These chemicals’ shapes change on the fly – they can form triangles and other shapes when frozen, and revert to their original state once warmed back up, and they may hold the key to the development of ever-changing materials.

Contrary to previously thought, forms in nature could also develop based on the physical properties of material.

These are the findings of new study from University of Cambridge and Bulgaria’s Sofia University researchers, who reported the results in the journal Nature and highlighted the research’s potential use in creating paints, personal and household products, and pharmaceuticals.

Shapeshifting Frozen Oil

“There are many ways that non-biological things take shape,” said study lead Dr Stoyan Smoukov from Cambridge, seeking to know what drives the process, how to control it, and the links between the process in biological and artificial realms.

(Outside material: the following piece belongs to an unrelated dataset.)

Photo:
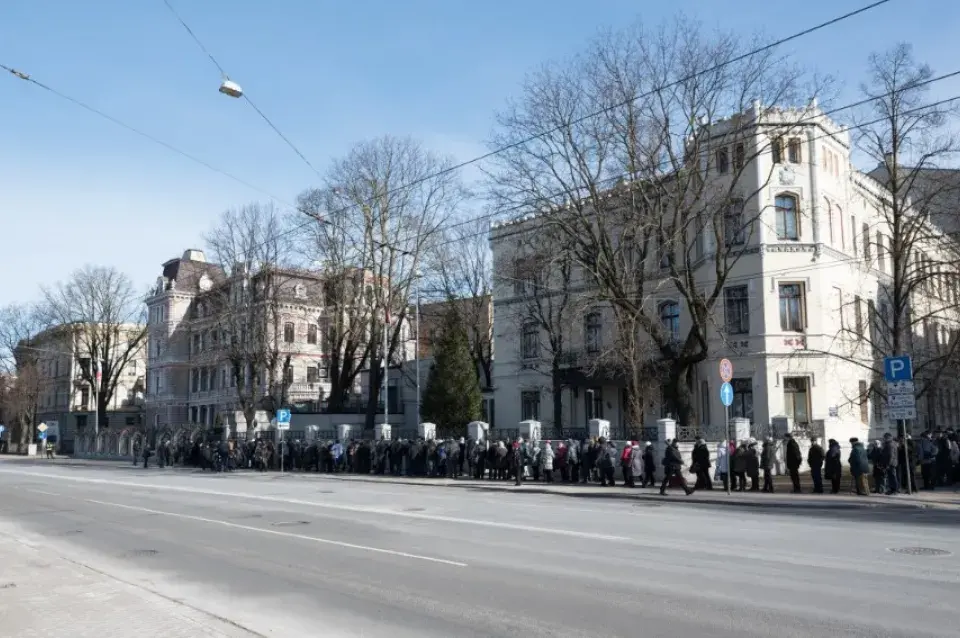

Through freezing oil droplets while in a soapy solution, the researchers found that the droplets shifted shapes, from triangles and octagons to hexagons and fibers. The chemicals can return to their original shape once the solution is re-warmed.

Previous techniques to create the same complex shapes were highly controllable yet lacked efficiency in the amount of material utilized or required expensive equipment.

The Matter of Morphogenesis

What could be driving this process known as morphogenesis?

This process is known in animals to control cell distribution during embryonic development as well as play a role in mature animal processes such as tumor growth. Alan Turing proposed in the 1950s that it is driven by reaction diffusion, where local chemical reactions lead substance spread through a given space.

According to recent studies, though, it is materials’ physical properties that control morphogenesis – possible anticipated by Turing but unlikely to be determined with the computer systems of his time.

 Plastic Crystal Phase

Based on further probing, key in the shapeshifting of materials is the self-assembling of a plastic crystal stage forming beneath the droplets’ surface.

“This plastic crystal phase seems to be what’ causing the droplets to change shape, or break their symmetry… it’s vital we understand what causes symmetry breaking,” explained Smoukov.

Plastic crystals, a special state of matter, can be considered the alter ego of many TV screens’ liquid crystals, according to Smoukov. Both plastic and liquid crystals are deemed the transition phase between liquid and solid states.

Plastic crystals have disorder in their molecules’ orientation, which makes them extremely deformable. Droplets alter their shape along with these crystals, with the shapes’ sequence also controllable via adjusting the droplet size or lowering the temperature of the soapy solution.

Non-Living Things Mimicking Living Ones

Multiple applications using small-droplet emulsions – ranging from household items to pharmaceutical goods – are expected to benefit from this level of control detected by the team.

Flexible devices are one, and could be the first step toward gadgetry with nature adapting to the users’ needs.

For lead author and Sofia University professor Nikolai Denkov, this is the first time that the plastic crystal phase is explored for showing this much variety of shape changes. Co-author Slavka Tcholakova, too, believes this can spur more studies in soft matter and materials science.

“[I]t’s curious to observe such life-like behavior in a non-living thing – in many cases, artificial objects can look more ‘alive’ than living ones,” said Smoukov.